Yukarıdaki linkte Milliyet te bugün (29.03.07) çıkan Hurşit Güneş in Abdüllatif Şener in sözleri üzerine açılan dalgalı kur tartışması hakkında bir yazısı var.
Yazıda çok doğru bulduğum şeyler var. Onları yine tekrarlamak istiyorum.
Herhalde en önemli şey Türkiye nin uçlar arasında gidip gelmemesi gerektiği gerçeği. Yani sabit kur da doğru olmaz ama müdahele gerekebilir. Yine en baştaki noktaya geliyoruz. 'Döviz rezervlerinin daha fazla olması lazım.' diyor Hurşit Güneş bir ekonomist olarak. Bence de bu doğru. (ki ben ekonomist değilim ama bazı şeyler insanın ilgisini çekecek kadar çarpık olduğu için bu ülkede insan o konularla ilgilenme ihtiyacı duyuyor.) Ama işte bu da genel manada devletin daha güçlü olması demektir.

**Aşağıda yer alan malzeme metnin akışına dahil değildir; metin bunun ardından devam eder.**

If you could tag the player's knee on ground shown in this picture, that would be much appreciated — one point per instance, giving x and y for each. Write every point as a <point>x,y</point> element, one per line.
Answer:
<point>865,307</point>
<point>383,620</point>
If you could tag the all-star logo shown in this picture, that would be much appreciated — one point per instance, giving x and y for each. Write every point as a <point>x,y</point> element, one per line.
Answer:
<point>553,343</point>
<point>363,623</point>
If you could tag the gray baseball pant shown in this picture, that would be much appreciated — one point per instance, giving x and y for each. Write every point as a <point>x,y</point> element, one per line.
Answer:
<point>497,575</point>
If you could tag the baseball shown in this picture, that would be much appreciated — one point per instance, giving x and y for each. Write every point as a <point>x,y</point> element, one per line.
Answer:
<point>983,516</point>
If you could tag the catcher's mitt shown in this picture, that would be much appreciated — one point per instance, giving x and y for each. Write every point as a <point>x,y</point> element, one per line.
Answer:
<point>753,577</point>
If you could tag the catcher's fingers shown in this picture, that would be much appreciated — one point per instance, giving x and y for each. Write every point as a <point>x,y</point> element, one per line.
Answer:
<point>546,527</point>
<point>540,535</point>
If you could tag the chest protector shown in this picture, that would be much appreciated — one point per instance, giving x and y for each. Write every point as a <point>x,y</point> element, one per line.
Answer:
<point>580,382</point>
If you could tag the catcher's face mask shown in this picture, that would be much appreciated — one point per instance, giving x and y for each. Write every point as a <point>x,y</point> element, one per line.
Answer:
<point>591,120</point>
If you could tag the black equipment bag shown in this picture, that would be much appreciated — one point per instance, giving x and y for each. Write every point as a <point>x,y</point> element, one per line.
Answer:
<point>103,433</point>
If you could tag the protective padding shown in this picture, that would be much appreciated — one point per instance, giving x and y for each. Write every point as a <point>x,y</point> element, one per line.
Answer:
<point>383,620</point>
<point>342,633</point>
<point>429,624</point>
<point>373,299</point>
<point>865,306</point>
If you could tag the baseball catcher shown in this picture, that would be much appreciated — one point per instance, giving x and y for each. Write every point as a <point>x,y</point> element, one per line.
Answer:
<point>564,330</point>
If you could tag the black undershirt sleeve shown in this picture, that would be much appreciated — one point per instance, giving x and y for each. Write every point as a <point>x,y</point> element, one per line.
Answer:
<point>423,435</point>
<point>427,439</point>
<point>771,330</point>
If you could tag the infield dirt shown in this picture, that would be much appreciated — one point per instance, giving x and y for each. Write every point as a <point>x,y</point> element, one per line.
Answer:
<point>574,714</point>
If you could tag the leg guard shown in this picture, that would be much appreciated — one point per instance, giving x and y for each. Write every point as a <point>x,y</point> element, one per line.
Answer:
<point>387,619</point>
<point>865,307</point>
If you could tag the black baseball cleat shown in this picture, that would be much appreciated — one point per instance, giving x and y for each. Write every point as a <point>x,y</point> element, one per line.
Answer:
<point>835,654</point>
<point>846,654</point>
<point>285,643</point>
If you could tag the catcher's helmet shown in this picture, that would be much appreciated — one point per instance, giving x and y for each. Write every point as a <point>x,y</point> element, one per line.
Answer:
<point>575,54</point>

Bir ülkenin devleti zayıflayacak özel sektörü güçlenecek ama da o ülke aynı zamanda kalkınacak. Yok böyle birşey. İkisinin de güçlenmesi gerekir. İki bacağımızın üzerinde yürüyoruz, sağ bacağı sola, sol bacağı sağa ezdirirsek yürüyemeyiz.
Tabii bu yazıldığı kadar kolay bir şey değil çünkü kısır döngüler meydana geliyor eğer bazı kesimler birbirleriyle devamlı haksız rekabet ve kavga halinde yaşarlarsa...Yani bir tarafta yaşanan haksızlık yine haksızlık olarak geri dönüyor ve sistem 'instabil' oluyor.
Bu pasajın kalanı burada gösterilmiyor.